Light-induced FTIR difference spectra of P₈₄₀ upon its oxidation (P₈₄₀⁺/P₈₄₀) have been measured with the reaction center complex from the green sulfur bacterium Chlorobium tepidum. A broad band centered near 2500 cm^-1 was observed in P₈₄₀⁺, which is comparable to the band near 2600 cm^-1 previously observed in P₈₇₀⁺ of purple bacteria and assigned to the electronic transition in the bacteriochlorophyll a (BChla) dimer [Breton et al. (1992) Biochemistry 31, 7503-7510]. The intensity of this electronic band found in P₈₄₀⁺ was about the same as that in P₈₇₀⁺. The P₈₄₀⁺ spectrum also showed several intensified vibrational modes, which are characteristic of the P₈₄₀⁺ spectrum as well. These similar features of the electronic transition and the intensified lines indicate that P₈₄₀⁺ is a BChla dimer whose electronic structure is similar to P₈₇₀⁺. Based on the previous theoretical works, the possibility that P₈₄₀⁺ has an asymmetric structure as P₈₇₀⁺ was suggested. Also, two strong positive bands at 1707 and 1694 cm^-1 probably assigned to the keto C₉=O stretching modes of P₈₄₀⁺ were observed in the P₈₄₀⁺/P₈₄₀ spectrum.
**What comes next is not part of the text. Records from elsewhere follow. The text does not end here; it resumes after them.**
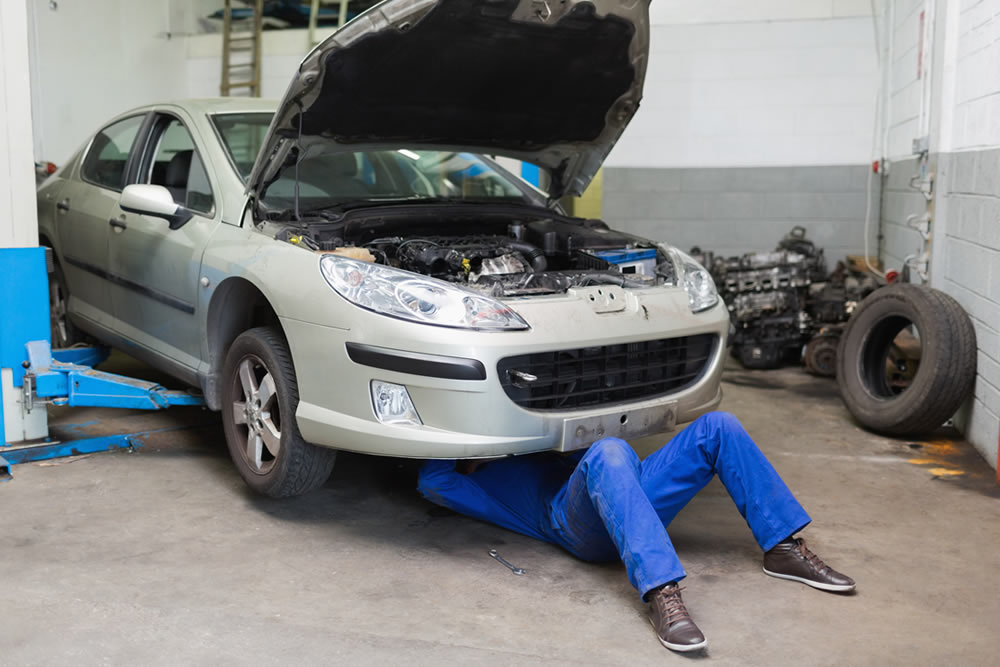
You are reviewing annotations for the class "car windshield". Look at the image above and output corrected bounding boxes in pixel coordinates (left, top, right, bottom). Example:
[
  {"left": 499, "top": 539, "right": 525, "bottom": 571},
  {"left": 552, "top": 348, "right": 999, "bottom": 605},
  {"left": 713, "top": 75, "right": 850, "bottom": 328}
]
[
  {"left": 212, "top": 113, "right": 539, "bottom": 211},
  {"left": 211, "top": 112, "right": 274, "bottom": 183}
]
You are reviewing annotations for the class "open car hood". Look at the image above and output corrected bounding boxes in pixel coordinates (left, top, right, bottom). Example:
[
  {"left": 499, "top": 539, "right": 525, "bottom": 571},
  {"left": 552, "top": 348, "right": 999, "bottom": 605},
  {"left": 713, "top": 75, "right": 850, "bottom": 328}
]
[{"left": 248, "top": 0, "right": 649, "bottom": 199}]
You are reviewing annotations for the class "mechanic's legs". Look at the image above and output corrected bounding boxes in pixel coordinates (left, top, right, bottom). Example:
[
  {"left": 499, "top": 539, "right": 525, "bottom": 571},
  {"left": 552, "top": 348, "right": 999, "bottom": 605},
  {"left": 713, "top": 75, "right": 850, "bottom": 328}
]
[
  {"left": 641, "top": 412, "right": 810, "bottom": 551},
  {"left": 551, "top": 438, "right": 684, "bottom": 599}
]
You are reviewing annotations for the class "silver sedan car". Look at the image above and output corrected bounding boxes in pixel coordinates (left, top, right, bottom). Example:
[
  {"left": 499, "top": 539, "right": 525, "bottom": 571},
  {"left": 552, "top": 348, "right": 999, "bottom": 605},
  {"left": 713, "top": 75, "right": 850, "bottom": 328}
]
[{"left": 38, "top": 0, "right": 729, "bottom": 496}]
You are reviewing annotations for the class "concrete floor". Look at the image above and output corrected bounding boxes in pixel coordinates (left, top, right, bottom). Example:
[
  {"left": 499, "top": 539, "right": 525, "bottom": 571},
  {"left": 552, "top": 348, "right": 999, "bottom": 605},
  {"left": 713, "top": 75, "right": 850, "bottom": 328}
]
[{"left": 0, "top": 358, "right": 1000, "bottom": 666}]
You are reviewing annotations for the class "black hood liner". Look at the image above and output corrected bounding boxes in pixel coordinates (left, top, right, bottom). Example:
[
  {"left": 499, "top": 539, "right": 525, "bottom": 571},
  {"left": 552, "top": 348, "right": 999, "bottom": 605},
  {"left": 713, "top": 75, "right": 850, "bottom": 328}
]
[{"left": 293, "top": 0, "right": 635, "bottom": 150}]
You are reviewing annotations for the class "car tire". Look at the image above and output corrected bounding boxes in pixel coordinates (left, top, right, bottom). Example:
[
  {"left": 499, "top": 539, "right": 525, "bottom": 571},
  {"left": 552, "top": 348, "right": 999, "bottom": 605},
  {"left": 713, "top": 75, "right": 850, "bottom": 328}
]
[
  {"left": 222, "top": 327, "right": 337, "bottom": 498},
  {"left": 49, "top": 258, "right": 84, "bottom": 350},
  {"left": 837, "top": 284, "right": 977, "bottom": 436}
]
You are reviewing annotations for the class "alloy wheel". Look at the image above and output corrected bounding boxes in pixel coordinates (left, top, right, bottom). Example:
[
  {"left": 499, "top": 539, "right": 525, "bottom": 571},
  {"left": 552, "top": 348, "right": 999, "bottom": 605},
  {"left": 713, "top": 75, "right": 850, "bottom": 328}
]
[{"left": 231, "top": 355, "right": 281, "bottom": 475}]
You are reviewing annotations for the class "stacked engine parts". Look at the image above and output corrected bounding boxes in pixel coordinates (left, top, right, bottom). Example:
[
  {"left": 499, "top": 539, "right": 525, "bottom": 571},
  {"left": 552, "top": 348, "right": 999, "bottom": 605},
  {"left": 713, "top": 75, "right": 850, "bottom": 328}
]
[{"left": 691, "top": 227, "right": 878, "bottom": 376}]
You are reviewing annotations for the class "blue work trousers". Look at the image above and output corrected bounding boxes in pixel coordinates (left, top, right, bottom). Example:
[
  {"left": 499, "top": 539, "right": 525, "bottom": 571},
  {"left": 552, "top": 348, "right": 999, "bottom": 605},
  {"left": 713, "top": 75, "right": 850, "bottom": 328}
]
[{"left": 419, "top": 412, "right": 810, "bottom": 597}]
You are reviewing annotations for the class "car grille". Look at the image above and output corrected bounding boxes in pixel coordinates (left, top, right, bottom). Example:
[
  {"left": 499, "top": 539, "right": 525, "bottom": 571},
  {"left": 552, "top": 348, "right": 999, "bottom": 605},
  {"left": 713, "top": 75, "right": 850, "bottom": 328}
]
[{"left": 497, "top": 334, "right": 718, "bottom": 410}]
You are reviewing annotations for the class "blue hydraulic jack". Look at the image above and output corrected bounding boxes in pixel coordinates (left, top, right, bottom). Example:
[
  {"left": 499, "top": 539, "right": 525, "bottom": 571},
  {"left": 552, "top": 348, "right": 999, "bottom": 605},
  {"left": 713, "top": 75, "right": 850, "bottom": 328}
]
[{"left": 0, "top": 248, "right": 205, "bottom": 481}]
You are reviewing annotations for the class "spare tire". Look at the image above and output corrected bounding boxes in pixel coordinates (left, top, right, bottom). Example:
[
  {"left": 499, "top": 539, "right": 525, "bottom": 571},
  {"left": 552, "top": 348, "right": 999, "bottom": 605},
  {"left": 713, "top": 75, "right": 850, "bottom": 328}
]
[{"left": 837, "top": 284, "right": 976, "bottom": 436}]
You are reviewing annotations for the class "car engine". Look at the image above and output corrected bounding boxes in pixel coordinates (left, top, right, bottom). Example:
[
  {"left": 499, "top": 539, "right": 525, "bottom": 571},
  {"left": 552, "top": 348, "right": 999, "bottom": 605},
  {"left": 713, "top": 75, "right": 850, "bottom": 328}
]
[
  {"left": 276, "top": 217, "right": 676, "bottom": 297},
  {"left": 691, "top": 227, "right": 876, "bottom": 375}
]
Three different interpretations are possible for the presence of the two C₉=O bands: (i) P₈₄₀⁺ is an asymmetric dimer cation. (ii) P₈₄₀⁺ has a symmetric structure, and the time constant of positive charge exchange between the two BChla molecules coincides with that of IR spectroscopy (10^-13 s). (iii) The electric field produced by the positive charge on P₈₄₀⁺ affects the C₉=O frequency of the neutral BChla in P₈₄₀⁺ itself (when the charge exchange time is slower than the time scale of 10^-13 s) or of a BChla in the close proximity of P₈₄₀⁺. The negative bands at 1734 and 1684 cm^-1 were assigned to the ester C₁₀=O and the keto C₉=O of neutral P₈₄₀, respectively, both of which are free from hydrogen bonding. These results and interpretations regarding the structural symmetry and the molecular interactions of P₈₄₀ and P₈₄₀⁺ are discussed in the framework of the 'homodimeric' reaction center of green sulfur bacteria.